Se trata de establecer ahora por qué lado podría contrarrestar cualquier mala jugada de Julia. Llevando un amigo, no; llevando un revólver, tampoco. Sin embargo, la carta huele a trampa. La mala trampa que tiende a Don Juán una Elvira despechada. Con la diferencia que Julia es Julia... Si no se ha olvidado de mí en tantos años..., si tiene la audacia de invitarme a su casa... Yo debo visitarla prevenido. “Prevenido”, ¿cómo? Hay algo que en la carta no está bien. No puedo comprender en qué punto radica lo raro, la atmósfera de odio, la trampa, pero entre las dos líneas está asomada. Yo, por mi honor de jugador, no puedo dejar de ir. Pero tampoco correr un riesgo estúpido. Claro está que con un revólver se evita el peligro. Mas, ¡qué humillante es tener que defenderse con un revólver! La defensa, en este caso, debe consistir en un golpe de audacia..., de astucia..., y astuto y audaz sería, en tal coyuntura, presentarme en la casa de Julia... con mi novia, cualquier amiga mía puede hacer el papel de novia.
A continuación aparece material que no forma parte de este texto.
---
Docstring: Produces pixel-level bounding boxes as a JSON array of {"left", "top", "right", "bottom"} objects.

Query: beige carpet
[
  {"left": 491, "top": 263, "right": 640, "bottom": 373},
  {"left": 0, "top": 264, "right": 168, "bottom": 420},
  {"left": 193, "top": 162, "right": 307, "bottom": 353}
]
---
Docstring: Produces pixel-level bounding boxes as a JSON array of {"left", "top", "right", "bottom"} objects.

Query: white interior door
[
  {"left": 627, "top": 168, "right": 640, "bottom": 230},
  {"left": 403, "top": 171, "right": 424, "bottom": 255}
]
Eso es lo correcto. Lo admirablemente correcto. Ir a visitarla a Julia, pero en compañía de una mujer. Elisa se prestaría muy bien para acompañarme y hacer el papel de novia. Lidia también. Es la única manera de resolver el problema y escaparse bonitamente por la tangente. Más simple resultaría no visitarla..., pero yo no soy hombre de rehuir una jugada. Y Julia me despreciaría. Así..., así como suena. En cambio, yendo con “mi novia”, no puede reaccionar de ningún modo. Queda paralizada, obligada a mantenerse dentro de la línea. Su trampa, sea cual fuere, momentáneamente se anula. Y yo le demuestro que no me interesa absolutamente nada, y que tan nada me interesa, que no he tenido ningún inconveniente en visitarla, y con “mi novia”. La jugada es magnífica. Hay que terminar definitivamente con Julia. Esa mujer tiene que comprender que yo ya no existo para ella sobre el planeta. Su rencor, el diablo sabe adonde nos puede conducir. Pero es necesario que yo vaya. Que vaya indefectiblemente y le dé una lección. Y la que más se presta para tal jugarreta es Elisa.
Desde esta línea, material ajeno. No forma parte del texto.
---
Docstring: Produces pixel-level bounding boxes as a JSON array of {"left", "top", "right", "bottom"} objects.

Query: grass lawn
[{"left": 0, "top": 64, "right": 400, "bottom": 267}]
Después de semejantes reflexiones, Kraisler se durmió vestido.
La jugada de Julia
Emilio no se equivocó cuando supuso que Julia le había preparado una celada. Pero ella también incurrió en un error al suponer que tomaría a Emilio desprevenido.
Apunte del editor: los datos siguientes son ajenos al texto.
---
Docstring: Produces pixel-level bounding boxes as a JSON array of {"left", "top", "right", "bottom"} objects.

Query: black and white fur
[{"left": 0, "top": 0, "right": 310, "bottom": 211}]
Al día siguiente, a las cinco de la tarde, Kraisler se presentaba en la casa de Julia. De su brazo iba Elisa. Kraisler le entregó su tarjeta a la criada, que los hizo pasar a la sala. Elisa sonreía imperceptiblemente. Encontraba divertida la comedia. Kraisler estaba un poco emocionado.
De pronto sonaron unos pasos en la habitación vecina, bruscamente la puerta se abrió, y en el dintel apareció Julia del brazo de su esposo.
Vertiginosamente, pensó Kraisler:
—No me equivoqué.
Y al tiempo que avanzaba hacia ellos, les presentó a Elisa diciendo:
—Mi novia.
Durante un instante los ojos de los esposos se clavaron en los de Emilio, y él comprendió que Julia le decía desde el fondo de su rencor y de su deseo.
—Demonio... sos el más fuerte y el más astuto... —lo cual no le impidió a Kraisler morir, más tarde, con la cabeza rota de un balazo. Pero ésta puede ser otra historia.